Daniele foi presa e torturada (chegaram introduzir uma caneta no ouvido dela, o que afetou sua audição e visão). Foram 37 dias em reclusão até o dia em que o laudo saiu: o teste havia dado um ‘falso positivo’ e o pó que estava na mamadeira, na verdade, era o remédio anticonvulsivo. Era inocente. Cercada por jornalistas e curiosos, saiu da cadeia direto para o cemitério. Foi levar flores amarelas para a pequena que não teve a chance de se despedir. E, desde então, sua vida não foi mais a mesma.

Perdeu a guarda do seu filho ­– já reaveu, mas ele até hoje faz tratamento psicológico –, entrou em depressão profunda, sofre com fraturas provenientes da agressão que sofreu nas celas e passou também a ter crises convulsivas. Toda história sempre tem os dois lados, esse é o princípio do jornalismo. Mas poucos deram a chance de contar o seu. Daniele diz que se estivesse frente a frente hoje das pessoas que a julgaram à época, perguntaria “se elas conseguem dormir, colocar a cabeça no travesseiro? Eles não de destruíram só uma vida. Foi de toda uma família.” E detalhe: até hoje ela não sabe a causa da morte da Victória.

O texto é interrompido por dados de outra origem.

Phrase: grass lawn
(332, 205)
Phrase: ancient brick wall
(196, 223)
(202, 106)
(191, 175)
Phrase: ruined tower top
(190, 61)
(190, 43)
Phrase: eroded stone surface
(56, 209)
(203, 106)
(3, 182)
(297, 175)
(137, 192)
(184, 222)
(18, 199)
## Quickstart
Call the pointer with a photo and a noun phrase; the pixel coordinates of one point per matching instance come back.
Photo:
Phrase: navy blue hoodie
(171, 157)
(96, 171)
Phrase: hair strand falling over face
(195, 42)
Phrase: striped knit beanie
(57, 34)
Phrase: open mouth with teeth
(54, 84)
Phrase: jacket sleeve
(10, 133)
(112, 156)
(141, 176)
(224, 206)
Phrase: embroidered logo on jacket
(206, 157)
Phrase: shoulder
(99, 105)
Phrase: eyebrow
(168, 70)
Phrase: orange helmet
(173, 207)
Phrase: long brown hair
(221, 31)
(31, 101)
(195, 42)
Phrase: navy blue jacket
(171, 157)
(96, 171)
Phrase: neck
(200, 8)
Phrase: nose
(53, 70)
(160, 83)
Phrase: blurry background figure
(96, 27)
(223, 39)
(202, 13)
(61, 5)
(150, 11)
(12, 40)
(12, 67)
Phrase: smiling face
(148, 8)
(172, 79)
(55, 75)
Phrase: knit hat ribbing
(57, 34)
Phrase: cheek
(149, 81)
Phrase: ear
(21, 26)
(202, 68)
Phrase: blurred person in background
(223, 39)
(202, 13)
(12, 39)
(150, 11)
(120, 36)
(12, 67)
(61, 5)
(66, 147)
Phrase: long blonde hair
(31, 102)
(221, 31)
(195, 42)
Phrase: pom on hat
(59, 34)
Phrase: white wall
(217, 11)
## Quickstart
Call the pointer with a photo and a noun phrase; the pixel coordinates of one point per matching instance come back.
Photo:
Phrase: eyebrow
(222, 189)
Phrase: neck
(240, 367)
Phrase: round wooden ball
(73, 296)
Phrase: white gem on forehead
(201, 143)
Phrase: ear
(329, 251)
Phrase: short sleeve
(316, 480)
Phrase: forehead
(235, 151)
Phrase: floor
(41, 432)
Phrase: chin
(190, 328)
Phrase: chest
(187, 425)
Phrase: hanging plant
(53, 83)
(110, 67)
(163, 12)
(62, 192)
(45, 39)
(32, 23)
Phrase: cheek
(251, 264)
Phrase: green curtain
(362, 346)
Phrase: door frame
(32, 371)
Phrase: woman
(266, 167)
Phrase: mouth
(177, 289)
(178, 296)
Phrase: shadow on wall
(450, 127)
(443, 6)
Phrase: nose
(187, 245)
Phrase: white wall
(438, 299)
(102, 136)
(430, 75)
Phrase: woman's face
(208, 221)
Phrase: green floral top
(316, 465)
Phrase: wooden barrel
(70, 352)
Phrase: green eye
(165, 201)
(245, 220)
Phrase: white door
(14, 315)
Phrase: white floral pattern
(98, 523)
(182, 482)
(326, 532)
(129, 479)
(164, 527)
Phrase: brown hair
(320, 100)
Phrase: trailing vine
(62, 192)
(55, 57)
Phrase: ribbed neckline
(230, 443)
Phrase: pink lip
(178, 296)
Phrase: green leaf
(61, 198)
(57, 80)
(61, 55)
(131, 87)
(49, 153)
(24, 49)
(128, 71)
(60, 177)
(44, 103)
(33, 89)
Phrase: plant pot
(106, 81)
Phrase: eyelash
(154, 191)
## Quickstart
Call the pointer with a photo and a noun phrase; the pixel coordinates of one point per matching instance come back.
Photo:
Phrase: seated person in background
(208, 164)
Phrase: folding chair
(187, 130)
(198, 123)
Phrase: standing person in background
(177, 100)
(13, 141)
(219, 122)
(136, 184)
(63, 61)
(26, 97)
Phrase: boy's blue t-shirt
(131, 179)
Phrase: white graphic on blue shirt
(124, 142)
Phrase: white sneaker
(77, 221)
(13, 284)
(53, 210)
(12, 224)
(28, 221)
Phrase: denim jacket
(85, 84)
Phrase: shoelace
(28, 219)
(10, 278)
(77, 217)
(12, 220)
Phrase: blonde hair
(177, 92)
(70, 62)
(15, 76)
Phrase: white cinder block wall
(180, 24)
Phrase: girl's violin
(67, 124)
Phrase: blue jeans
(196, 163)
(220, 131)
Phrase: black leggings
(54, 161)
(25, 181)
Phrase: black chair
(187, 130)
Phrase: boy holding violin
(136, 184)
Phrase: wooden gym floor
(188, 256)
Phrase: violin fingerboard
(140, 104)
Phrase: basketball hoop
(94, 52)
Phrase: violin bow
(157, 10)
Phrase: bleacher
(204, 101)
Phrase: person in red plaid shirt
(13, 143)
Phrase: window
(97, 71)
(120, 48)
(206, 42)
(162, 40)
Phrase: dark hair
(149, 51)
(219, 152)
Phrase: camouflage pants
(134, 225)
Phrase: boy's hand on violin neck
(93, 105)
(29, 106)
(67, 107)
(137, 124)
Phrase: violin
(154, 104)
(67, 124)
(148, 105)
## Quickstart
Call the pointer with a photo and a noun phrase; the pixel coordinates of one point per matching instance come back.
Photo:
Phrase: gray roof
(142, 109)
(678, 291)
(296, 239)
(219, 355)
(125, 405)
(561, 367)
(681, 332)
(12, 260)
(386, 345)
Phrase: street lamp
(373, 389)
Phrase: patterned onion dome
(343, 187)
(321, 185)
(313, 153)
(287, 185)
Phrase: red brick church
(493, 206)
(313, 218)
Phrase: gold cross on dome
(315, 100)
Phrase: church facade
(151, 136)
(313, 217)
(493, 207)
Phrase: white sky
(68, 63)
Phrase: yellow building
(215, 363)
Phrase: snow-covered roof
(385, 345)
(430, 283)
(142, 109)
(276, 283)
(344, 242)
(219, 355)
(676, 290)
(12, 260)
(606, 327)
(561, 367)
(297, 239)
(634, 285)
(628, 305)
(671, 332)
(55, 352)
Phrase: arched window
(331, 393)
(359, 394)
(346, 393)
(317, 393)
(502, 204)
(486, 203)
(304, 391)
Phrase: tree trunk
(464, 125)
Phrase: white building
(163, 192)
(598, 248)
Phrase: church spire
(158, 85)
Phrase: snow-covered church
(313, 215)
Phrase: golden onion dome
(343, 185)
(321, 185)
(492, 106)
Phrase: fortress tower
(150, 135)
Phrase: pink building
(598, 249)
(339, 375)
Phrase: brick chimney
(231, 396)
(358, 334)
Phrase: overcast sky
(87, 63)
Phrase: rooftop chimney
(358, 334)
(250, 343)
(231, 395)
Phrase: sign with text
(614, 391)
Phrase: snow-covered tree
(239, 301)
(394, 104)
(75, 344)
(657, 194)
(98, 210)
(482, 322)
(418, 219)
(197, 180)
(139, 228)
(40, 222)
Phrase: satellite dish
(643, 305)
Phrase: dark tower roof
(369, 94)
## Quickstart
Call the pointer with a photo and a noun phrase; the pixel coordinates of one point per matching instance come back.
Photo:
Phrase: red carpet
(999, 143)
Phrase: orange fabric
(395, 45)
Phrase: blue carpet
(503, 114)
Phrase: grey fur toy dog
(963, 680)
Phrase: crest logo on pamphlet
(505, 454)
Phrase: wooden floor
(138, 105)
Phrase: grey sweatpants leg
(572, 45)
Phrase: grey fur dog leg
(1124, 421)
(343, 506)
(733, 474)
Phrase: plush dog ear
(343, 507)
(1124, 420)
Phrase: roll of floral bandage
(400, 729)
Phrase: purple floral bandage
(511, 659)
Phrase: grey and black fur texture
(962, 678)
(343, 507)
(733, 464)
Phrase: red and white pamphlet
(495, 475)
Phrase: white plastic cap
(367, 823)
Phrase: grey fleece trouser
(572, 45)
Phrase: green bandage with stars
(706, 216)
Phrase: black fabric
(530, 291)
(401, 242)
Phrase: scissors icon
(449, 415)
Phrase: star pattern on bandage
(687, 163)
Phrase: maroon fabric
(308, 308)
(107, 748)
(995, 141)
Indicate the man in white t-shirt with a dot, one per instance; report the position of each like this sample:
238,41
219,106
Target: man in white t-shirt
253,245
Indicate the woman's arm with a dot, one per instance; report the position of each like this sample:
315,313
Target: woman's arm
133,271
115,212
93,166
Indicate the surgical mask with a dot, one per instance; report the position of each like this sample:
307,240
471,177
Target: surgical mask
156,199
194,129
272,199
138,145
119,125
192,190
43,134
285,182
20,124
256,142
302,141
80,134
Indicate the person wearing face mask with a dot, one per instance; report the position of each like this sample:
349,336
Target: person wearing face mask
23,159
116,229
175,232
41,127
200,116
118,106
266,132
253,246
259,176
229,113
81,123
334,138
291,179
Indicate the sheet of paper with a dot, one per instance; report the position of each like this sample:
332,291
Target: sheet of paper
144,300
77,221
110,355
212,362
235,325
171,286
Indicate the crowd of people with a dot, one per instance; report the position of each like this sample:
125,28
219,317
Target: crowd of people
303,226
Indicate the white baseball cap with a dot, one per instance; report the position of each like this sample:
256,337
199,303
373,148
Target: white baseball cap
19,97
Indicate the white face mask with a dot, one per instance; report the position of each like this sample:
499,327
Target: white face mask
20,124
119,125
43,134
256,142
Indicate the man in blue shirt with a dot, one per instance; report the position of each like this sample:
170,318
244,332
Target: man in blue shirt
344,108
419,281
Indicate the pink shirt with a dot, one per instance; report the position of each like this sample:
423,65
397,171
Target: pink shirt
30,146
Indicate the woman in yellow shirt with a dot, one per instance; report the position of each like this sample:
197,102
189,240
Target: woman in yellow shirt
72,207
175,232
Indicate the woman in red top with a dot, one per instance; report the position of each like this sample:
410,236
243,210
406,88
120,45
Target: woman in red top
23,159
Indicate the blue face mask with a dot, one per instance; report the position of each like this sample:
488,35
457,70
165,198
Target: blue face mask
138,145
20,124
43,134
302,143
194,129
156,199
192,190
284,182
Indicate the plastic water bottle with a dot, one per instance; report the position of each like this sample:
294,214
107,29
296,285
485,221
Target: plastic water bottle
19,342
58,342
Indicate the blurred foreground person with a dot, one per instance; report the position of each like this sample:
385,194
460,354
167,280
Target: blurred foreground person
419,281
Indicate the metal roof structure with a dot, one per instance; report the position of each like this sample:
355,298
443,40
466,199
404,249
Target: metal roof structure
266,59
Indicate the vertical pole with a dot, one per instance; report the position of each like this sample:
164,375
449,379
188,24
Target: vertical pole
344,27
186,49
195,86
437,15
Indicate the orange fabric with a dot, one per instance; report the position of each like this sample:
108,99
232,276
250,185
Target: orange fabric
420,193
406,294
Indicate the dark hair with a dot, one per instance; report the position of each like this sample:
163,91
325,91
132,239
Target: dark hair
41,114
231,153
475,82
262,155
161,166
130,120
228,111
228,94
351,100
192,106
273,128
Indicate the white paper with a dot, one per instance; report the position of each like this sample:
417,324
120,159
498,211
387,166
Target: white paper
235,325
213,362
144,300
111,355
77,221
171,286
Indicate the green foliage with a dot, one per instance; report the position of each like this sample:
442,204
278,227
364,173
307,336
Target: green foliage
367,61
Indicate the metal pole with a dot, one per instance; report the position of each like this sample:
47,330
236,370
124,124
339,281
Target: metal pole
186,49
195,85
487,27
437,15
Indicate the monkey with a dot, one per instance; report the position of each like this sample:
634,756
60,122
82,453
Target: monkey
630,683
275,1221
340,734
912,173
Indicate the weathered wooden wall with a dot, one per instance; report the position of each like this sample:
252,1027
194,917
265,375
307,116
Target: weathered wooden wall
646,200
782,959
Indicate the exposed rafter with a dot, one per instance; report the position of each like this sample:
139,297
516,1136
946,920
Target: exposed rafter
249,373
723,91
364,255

Em um caso mais recente, em que um menino morreu afogado ao ser arrastado por um crocodilo em uma lagoa dentro da Disney, na Flórida, alguns culparam os pais. Uma mãe, que esteve no mesmo local com o filho uma hora antes do incidente, escreveu uma carta pedindo mais empatia com eles. “Nós nos tornamos uma nação que culpa e constrange os pais.” E lembrou da dor daqueles que foram lá para se divertir e pegaram um avião de volta para casa sem um dos rebentos.

Seu pedido tem fundamento. Em uma das passagens do Livro Sagrado, o apóstolo Lucas diz “não julgueis e não sereis julgados; não condeneis e não sereis condenados; perdoai e sereis perdoados.” Faço minhas as palavras de Renato Russo na música que usei no início deste texto: compaixão é fortaleza.